In a joint press conference on Saturday, Erdogan said Turkey and Iran must collaborate to narrow their differences in order to tackle violence and sectarianism in the region.
“It is above all in our own countries’ interest to strengthen our political dialogue and reduce our differences of opinion to a minimum,” Erdogan said.
“We have to work together to overcome the problems of terrorism and sectarianism and the related humanitarian crises that are shaking our region,” he added.
Boosting trade ties
Energy-hungry Turkey imports large amounts of natural gas from Iran and the two countries are looking to boost banking and trade ties, with the goal of tripling bilateral trade to $30bn annually in the coming years following the lifting of international sanctions on Tehran in January.

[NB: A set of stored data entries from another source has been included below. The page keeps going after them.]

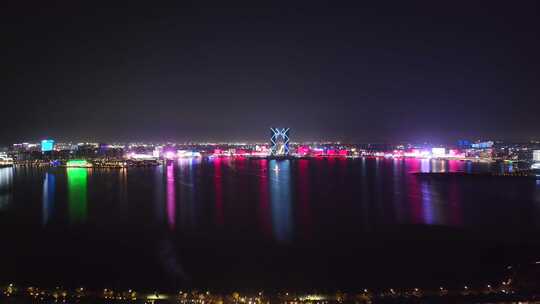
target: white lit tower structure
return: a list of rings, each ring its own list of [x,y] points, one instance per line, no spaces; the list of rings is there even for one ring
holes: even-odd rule
[[[274,156],[289,155],[290,128],[270,128],[270,151]]]

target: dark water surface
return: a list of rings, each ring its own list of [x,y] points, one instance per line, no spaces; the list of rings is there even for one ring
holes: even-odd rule
[[[276,169],[277,168],[277,169]],[[0,283],[96,288],[484,284],[540,257],[540,182],[440,160],[180,160],[0,169]]]

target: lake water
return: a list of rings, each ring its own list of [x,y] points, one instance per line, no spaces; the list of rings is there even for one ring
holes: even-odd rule
[[[540,257],[540,181],[392,159],[0,169],[0,283],[359,289],[485,284]],[[1,284],[0,284],[1,285]]]

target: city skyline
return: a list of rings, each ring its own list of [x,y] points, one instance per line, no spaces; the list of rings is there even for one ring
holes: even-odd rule
[[[20,144],[32,144],[32,145],[40,145],[43,141],[53,140],[55,143],[62,143],[62,144],[107,144],[107,145],[267,145],[271,146],[272,141],[267,137],[261,137],[257,140],[246,140],[246,139],[238,139],[238,140],[141,140],[141,139],[133,139],[133,140],[100,140],[98,138],[92,138],[92,137],[78,137],[78,138],[71,138],[71,139],[65,139],[65,138],[55,138],[55,137],[40,137],[40,138],[31,138],[31,139],[20,139],[14,142],[0,144],[0,147],[9,147],[13,145],[20,145]],[[443,141],[443,140],[395,140],[395,141],[343,141],[339,139],[310,139],[310,140],[302,140],[295,137],[292,137],[290,140],[290,143],[293,145],[302,145],[302,144],[344,144],[344,145],[369,145],[369,144],[382,144],[382,145],[412,145],[412,146],[460,146],[462,142],[468,142],[468,143],[482,143],[482,142],[494,142],[494,143],[500,143],[500,144],[540,144],[540,139],[531,138],[528,140],[507,140],[507,139],[501,139],[501,138],[460,138],[456,139],[454,141]]]

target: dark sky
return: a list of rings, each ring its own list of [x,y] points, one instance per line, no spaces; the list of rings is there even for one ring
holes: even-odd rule
[[[540,137],[535,1],[12,2],[0,143]]]

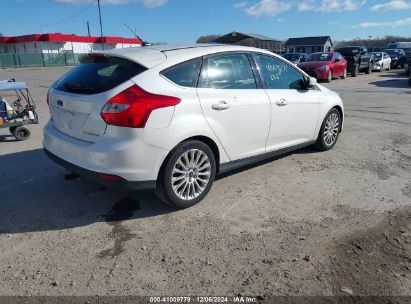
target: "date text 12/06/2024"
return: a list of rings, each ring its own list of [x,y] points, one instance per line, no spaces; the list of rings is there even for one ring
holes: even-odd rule
[[[150,303],[257,303],[258,298],[234,297],[150,297]]]

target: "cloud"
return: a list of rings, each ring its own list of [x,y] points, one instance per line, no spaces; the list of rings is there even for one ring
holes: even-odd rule
[[[241,1],[241,2],[234,4],[235,8],[244,8],[246,6],[247,6],[247,1]]]
[[[396,21],[385,21],[385,22],[363,22],[355,25],[354,28],[370,28],[370,27],[399,27],[411,25],[411,17],[405,19],[399,19]]]
[[[141,3],[147,8],[155,8],[163,6],[168,0],[140,0]]]
[[[300,12],[314,11],[315,8],[315,2],[312,0],[303,1],[298,5],[298,10]]]
[[[376,4],[371,7],[373,12],[392,11],[392,10],[406,10],[411,9],[411,3],[403,0],[389,1],[383,4]]]
[[[54,2],[64,3],[64,4],[84,4],[85,0],[53,0]],[[128,4],[131,2],[140,2],[147,8],[154,8],[163,6],[167,3],[168,0],[101,0],[101,4],[109,4],[109,5],[119,5],[119,4]]]
[[[298,5],[300,12],[342,12],[360,9],[367,0],[304,0]]]
[[[245,9],[249,16],[276,16],[282,12],[286,12],[291,8],[291,4],[280,0],[261,0],[255,5]]]
[[[87,2],[84,0],[53,0],[54,2],[57,3],[63,3],[63,4],[86,4]],[[128,0],[101,0],[101,4],[126,4],[129,3],[130,1]]]

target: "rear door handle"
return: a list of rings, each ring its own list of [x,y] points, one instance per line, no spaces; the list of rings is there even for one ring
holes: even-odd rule
[[[277,106],[280,106],[280,107],[288,105],[288,101],[285,100],[284,98],[281,98],[280,100],[277,100],[276,103],[277,103]]]
[[[226,101],[220,101],[219,103],[213,104],[211,108],[216,111],[227,110],[231,106]]]

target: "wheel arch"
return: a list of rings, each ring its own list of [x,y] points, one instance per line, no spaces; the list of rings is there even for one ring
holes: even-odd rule
[[[341,128],[340,128],[340,133],[342,132],[342,126],[344,124],[344,112],[343,109],[339,106],[339,105],[335,105],[333,106],[331,109],[336,109],[338,111],[338,113],[340,113],[340,117],[341,117]]]
[[[196,135],[196,136],[191,136],[191,137],[188,137],[188,138],[180,141],[178,144],[176,144],[176,145],[174,146],[173,149],[171,149],[171,150],[168,152],[167,156],[164,158],[164,160],[163,160],[163,162],[162,162],[162,164],[161,164],[161,166],[160,166],[160,170],[159,170],[159,172],[158,172],[158,176],[160,176],[160,175],[163,173],[164,167],[165,167],[168,159],[170,158],[171,154],[174,152],[174,150],[175,150],[179,145],[181,145],[182,143],[187,142],[187,141],[190,141],[190,140],[201,141],[201,142],[205,143],[207,146],[210,147],[210,149],[211,149],[211,151],[213,152],[214,157],[215,157],[215,161],[216,161],[216,173],[218,174],[218,172],[219,172],[219,170],[220,170],[220,150],[219,150],[219,148],[218,148],[217,143],[216,143],[213,139],[211,139],[210,137],[208,137],[208,136]],[[158,180],[158,177],[157,177],[157,180]]]

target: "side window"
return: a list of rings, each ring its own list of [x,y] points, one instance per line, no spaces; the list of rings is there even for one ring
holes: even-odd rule
[[[213,89],[256,89],[250,61],[245,54],[209,57],[201,75],[201,87]]]
[[[200,66],[201,59],[197,58],[168,68],[161,72],[161,74],[170,81],[182,87],[195,88],[197,85],[198,70],[200,69]]]
[[[256,54],[255,59],[268,89],[303,89],[304,77],[291,65],[274,57]]]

“The situation is ripe for cooperation between Turkey and Iran in the post-sanctions era,” Rouhani said at the news conference.
“The most important part is closer ties between banks and credit lines. We decided to improve banking relations.
“Turkish banks can now establish branches in Iran to help facilitate economic relations between the two countries,” he added.
Despite their rapprochement, Turkey and Iran remain on opposing sides of several fronts, including the civil war in Syria.
|Analysis by Jazeera’s Jamal Elshayyal in Istanbul|
Both countries have found an area that they can agree on – and agree upon strongly. They see that there is mutual benefit in increasing trade ties, promoting tourism and even have some sort of cultural cooperation.
Turkey hadn’t signed up to some of the sanctions that were imposed on Iran prior to the nuclear deal – a lot of the money that was going into Iran was going there through Turkish banks – and it doesn’t want to lose that trade now, particularly because the Turkish economy domestically has been stuttering in the past couple of years.
President Erdogan and his party need to rejuvenate that economy if they are to regain the popularity that they’ve had before.
From an Iranian perspective, they sit on opposite ends with Turkey on several issues – not least the war in Syria, so to focus on an area that they can agree on will detract from maybe some of the areas that they disagree on.
Particularly, that Iran is one of the closest – if not the closest ally of Russia – in the region, and Russia is obviously still on very bad diplomatic terms with Turkey.
The elephant in the room was the war in Syria; it wasn’t really discussed, bar few passing comments by President Rouhani where he said that each country had to respect the people’s will to choose their leadership and that they should oppose any foreign interference.
That’s something that a lot of critics will pick up on because actually the Iranian Revolutionary Guard and a lot of Shia militia coming from Iran have been fighting alongside the Syrian army.
Military analysts will point to the fact that probably was it not for Iran’s military support in Syria, Bashar al-Assad’s regime wouldn’t still be around – it definitely wouldn’t be as strong as it is now.
So, there are still severe disagreements between the two countries, however they have found from a money perspective – and they say money talks – business ties that can maybe bring the two countries together.